Dulu, kisah cinta bak Cinderella selalu menggambarkan wanita menikahi pria dengan status sosial lebih tinggi. Namun, zaman kini berubah. Semakin banyak wanita berprestasi justru menjalin asmara dengan pria yang tingkat pendidikannya lebih rendah atau penghasilannya tak sebesar mereka.

Fenomena ini dikenal sebagai hipogami, kebalikan dari hipergami. Tren ini semakin nyata di negara-negara Barat seiring meningkatnya jumlah wanita yang mengejar pendidikan tinggi dan memiliki kemandirian finansial.

Data menunjukkan bahwa jumlah wanita berpendidikan tinggi kini jauh lebih banyak dibandingkan pria. Bahkan, persentase wanita di Amerika Serikat yang menikah dengan pria dengan tingkat pendidikan lebih rendah mengalami peningkatan signifikan dari tahun 1972 hingga 2022. Tak hanya itu, semakin banyak pula wanita yang menjadi tulang punggung keluarga.

Dahulu, anggapan umum mengharuskan pria lebih sukses dari pasangannya. Namun, kini banyak wanita mencari pasangan yang setara secara emosional, bukan hanya dari segi finansial. Hubungan yang suportif dan saling menghargai menjadi prioritas utama.

Meski demikian, perubahan ini tidak terjadi secara merata di seluruh dunia. Di beberapa negara, norma tradisional masih sangat kuat. Wanita berpendidikan tinggi yang belum menikah bahkan mendapat stigma negatif.

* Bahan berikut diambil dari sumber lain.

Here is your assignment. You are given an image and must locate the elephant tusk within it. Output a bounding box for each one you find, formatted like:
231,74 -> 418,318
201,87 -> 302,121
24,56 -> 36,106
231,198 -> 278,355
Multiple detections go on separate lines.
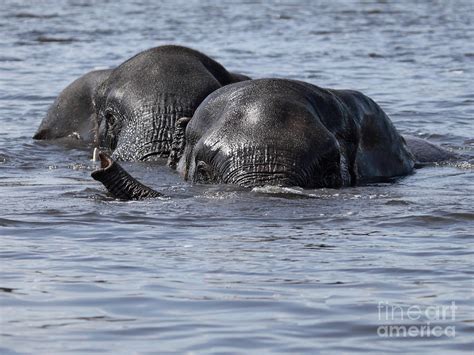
91,152 -> 162,200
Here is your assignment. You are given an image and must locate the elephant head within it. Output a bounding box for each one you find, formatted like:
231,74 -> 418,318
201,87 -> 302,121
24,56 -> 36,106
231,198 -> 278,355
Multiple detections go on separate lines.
93,79 -> 415,198
94,46 -> 248,161
170,79 -> 413,188
33,69 -> 112,144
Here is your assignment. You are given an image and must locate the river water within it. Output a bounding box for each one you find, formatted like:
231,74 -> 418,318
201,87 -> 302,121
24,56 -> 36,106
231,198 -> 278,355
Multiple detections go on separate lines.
0,0 -> 474,354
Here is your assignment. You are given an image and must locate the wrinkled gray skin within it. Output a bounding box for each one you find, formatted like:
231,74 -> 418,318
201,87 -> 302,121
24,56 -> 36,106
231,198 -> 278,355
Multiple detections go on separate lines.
93,79 -> 454,198
33,70 -> 112,144
94,46 -> 249,161
178,79 -> 415,188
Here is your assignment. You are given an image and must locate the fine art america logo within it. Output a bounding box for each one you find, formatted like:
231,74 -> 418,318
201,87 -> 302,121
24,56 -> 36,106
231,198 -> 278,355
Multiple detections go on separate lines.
377,301 -> 457,338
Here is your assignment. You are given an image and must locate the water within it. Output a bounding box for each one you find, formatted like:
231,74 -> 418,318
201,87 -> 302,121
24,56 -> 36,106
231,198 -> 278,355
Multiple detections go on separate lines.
0,0 -> 474,354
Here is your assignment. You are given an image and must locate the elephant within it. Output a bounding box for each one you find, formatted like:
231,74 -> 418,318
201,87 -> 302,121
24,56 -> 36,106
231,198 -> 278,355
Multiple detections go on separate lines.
92,79 -> 455,199
33,69 -> 112,145
90,45 -> 250,161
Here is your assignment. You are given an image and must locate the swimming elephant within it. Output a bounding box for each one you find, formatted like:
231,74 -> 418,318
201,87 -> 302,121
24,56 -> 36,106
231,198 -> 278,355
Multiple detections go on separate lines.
92,79 -> 458,199
33,69 -> 112,144
90,45 -> 249,161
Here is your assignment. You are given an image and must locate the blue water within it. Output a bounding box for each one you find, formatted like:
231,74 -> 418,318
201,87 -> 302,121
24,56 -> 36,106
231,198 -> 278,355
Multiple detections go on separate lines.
0,0 -> 474,354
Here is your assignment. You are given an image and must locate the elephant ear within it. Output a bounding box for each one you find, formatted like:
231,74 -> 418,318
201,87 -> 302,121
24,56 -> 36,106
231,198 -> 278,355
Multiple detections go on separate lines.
168,117 -> 191,169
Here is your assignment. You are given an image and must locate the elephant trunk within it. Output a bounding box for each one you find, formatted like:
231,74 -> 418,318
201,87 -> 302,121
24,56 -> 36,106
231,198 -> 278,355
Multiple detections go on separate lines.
91,153 -> 162,200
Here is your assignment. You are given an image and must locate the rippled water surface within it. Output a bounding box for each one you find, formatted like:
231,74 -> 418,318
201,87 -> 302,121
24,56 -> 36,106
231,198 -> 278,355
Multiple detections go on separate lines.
0,0 -> 474,354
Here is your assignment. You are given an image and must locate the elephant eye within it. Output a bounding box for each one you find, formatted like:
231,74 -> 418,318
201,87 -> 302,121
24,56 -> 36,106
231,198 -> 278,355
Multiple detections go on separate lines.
104,110 -> 115,127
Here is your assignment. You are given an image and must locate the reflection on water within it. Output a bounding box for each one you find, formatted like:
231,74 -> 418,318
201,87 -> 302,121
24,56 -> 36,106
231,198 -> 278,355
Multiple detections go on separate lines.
0,0 -> 474,353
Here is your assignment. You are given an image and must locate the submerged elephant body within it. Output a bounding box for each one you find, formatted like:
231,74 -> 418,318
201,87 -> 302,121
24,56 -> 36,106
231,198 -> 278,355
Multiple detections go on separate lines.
33,69 -> 112,144
92,79 -> 462,199
177,79 -> 415,188
94,46 -> 248,161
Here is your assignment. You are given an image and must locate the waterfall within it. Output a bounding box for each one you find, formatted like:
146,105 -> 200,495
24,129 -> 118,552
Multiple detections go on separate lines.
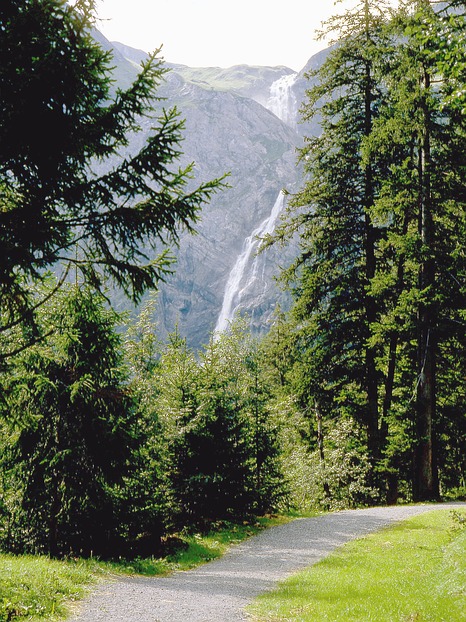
215,192 -> 285,333
266,73 -> 298,127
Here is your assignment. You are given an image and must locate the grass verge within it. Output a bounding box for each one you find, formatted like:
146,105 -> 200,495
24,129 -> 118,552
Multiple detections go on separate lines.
0,517 -> 289,622
249,510 -> 466,622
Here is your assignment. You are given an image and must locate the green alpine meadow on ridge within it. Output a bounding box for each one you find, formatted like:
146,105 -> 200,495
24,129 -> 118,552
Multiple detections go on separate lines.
0,0 -> 466,619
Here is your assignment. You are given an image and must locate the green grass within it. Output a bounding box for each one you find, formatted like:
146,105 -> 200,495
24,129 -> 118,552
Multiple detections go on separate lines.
249,510 -> 466,622
0,517 -> 289,622
0,554 -> 105,622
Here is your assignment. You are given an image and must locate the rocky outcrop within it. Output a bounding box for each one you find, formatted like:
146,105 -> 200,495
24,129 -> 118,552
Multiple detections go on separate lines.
105,44 -> 324,348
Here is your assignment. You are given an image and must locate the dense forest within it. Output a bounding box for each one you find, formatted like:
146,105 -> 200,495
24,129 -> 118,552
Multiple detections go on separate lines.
0,0 -> 466,557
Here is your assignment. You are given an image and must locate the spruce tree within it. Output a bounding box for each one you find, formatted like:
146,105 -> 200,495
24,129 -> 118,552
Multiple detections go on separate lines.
4,286 -> 147,556
277,0 -> 396,462
0,0 -> 222,354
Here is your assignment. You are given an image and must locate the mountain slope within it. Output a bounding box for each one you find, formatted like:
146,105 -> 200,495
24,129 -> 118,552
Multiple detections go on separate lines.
105,41 -> 324,348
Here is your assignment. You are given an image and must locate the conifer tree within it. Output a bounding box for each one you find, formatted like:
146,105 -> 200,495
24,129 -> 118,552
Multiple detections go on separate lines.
277,0 -> 396,468
0,0 -> 224,356
4,287 -> 147,556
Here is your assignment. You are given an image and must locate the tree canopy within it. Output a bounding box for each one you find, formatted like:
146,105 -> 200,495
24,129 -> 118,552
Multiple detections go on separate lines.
0,0 -> 224,352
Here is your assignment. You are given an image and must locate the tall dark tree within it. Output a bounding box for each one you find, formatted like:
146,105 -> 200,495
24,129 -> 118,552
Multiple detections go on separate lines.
0,287 -> 147,556
278,0 -> 394,468
375,0 -> 465,500
0,0 -> 222,358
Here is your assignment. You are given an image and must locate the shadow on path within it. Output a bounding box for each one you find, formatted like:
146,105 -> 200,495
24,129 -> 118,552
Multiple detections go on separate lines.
72,504 -> 466,622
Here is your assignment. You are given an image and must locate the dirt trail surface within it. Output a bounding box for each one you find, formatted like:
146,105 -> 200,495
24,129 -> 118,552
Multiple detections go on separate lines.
72,503 -> 466,622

Walaupun hipogami semakin lazim, hubungan semacam ini tidak selalu berjalan mulus. Pria bisa merasa terintimidasi jika pasangannya lebih sukses. Selain itu, sistem sosial pun masih cenderung mempertahankan peran pria sebagai pencari nafkah utama, meski wanita semakin banyak yang mengenyam pendidikan tinggi.

Intinya, pandangan tentang pernikahan kini semakin kompleks. Hubungan tidak lagi semata-mata dibangun atas dasar status, melainkan juga kesetaraan dan dukungan emosional. Cerita cinta kini tak lagi sesederhana dongeng.